When I heard that renters could forgo payments to their landlords during the pandemic, and legally there was nothing I could do about it, it was extremely satisfying knowing my small number of properties could easily be floated through this event, and that they were not part of a mid-sized portfolio of heavily leveraged assets that would all come due month after month with no income in sight.
Combined with lesson #1 above, the pandemic taught me that my strategy to buy houses outright, or with minimal leverage is the right move for me. While it may not return as much, it provides considerable safety and peace of mind, while also giving me the flexibility to keep things going even if I lost my job or had to take a significant pay cut.
So lets boil this one down to a few sentences. Covid taught me that regardless of what your lease says, there are scenarios that can bring your rental income to 0, and still put you on the hook for the mortgage. As a result – use rental leverage carefully, and make sure you have a strategy to pay for at least 6 months of mortgages and utilities with $0 in rental income.
Finally, coming in third – Have alternative income source (Diversify!)

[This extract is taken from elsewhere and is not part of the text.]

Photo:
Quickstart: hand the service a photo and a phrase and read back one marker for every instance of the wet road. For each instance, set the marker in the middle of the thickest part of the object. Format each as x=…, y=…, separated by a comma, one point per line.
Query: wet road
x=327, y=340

Seeing my colleagues let go, my own bonus and overall compensation reduced, and the general market and business instability of 2020 – I realized that my investments should be spread across a few different areas to help protect me from such bullshit again.
Originally, my plan was use stocks as a savings mechanism to buy rentals and live entirely off that income. Thought being that everyone needs a place to stay, and it allows you to collect recurring revenue at any age and thus is beneficial for a person on the younger side of FI.

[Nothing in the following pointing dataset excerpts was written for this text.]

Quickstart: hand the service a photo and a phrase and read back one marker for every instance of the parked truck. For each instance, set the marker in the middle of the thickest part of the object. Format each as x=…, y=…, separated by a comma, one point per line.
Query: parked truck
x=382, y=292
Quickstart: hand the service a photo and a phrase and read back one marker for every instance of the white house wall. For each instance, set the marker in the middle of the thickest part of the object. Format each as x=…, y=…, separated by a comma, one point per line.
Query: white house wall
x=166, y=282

The pandemic showed us that your rental income can drop to zero across the board regardless of what your lease says, and there is nothing you can do about it if some bureaucrat decrees it. I managed to make some decent money in stocks, but also saw a 30-40% drop in about a week and a half during March. Stocks have the benefit of long-term capital gains from a tax perspective but if you want to be able to weather out bull markets you need enough cash or secondary incomes to float you past the dips so your money can do its best work and not get sold at a loss.

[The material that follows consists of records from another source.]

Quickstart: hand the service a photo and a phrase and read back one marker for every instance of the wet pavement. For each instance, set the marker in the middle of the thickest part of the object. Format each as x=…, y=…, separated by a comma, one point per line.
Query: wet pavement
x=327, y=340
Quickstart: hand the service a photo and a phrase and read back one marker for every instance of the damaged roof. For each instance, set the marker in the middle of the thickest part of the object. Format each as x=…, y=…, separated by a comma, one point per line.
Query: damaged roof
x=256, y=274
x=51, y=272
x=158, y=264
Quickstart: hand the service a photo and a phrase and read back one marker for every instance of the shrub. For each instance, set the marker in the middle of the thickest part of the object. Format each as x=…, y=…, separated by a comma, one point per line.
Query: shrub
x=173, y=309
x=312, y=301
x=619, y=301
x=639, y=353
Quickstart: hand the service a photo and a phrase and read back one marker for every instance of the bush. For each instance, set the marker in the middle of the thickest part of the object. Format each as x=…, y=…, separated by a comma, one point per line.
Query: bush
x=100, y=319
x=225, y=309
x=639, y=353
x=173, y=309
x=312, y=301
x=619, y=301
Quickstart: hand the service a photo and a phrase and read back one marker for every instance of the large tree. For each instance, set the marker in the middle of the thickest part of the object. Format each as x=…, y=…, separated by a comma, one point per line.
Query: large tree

The way I see it – Money is freedom, and the more you have, the less chance you have at getting screwed over. 2020 taught me my rental portfolio income was not as safe or steady as I thought it was. The fact that ‘all this’ (referring to 2020 in general) happened once, means it could now easily happen again, and so my strategy may need to pivot to protect against it.
For now, my revised strategy is still under scrutiny and there isn’t an exact plan yet. I may end up trying to stick with a mix of rentals, stock, and 6-12 months of cash as an end goal, while also seeing if I can start a separate recurring income stream from my current job. Perhaps I could monetize this blog, turn my woodworking hobby into a side hustle, or come up with some intellectual capital that can spread across youtube or another sharing mechanism and better scale to an expanded user base, and make me some ad dollars.
Regardless of the decision, a few things are clear to me as 2020 comes to a close.
- I need to plan on being let-go from my current job as an inevitable reality of working in technology
- I need to re-invest into my income producing assets, and stay the hell out of debt.
- Look out for me – not plan or expect on any help and be prepared for when the shit hits the fan again.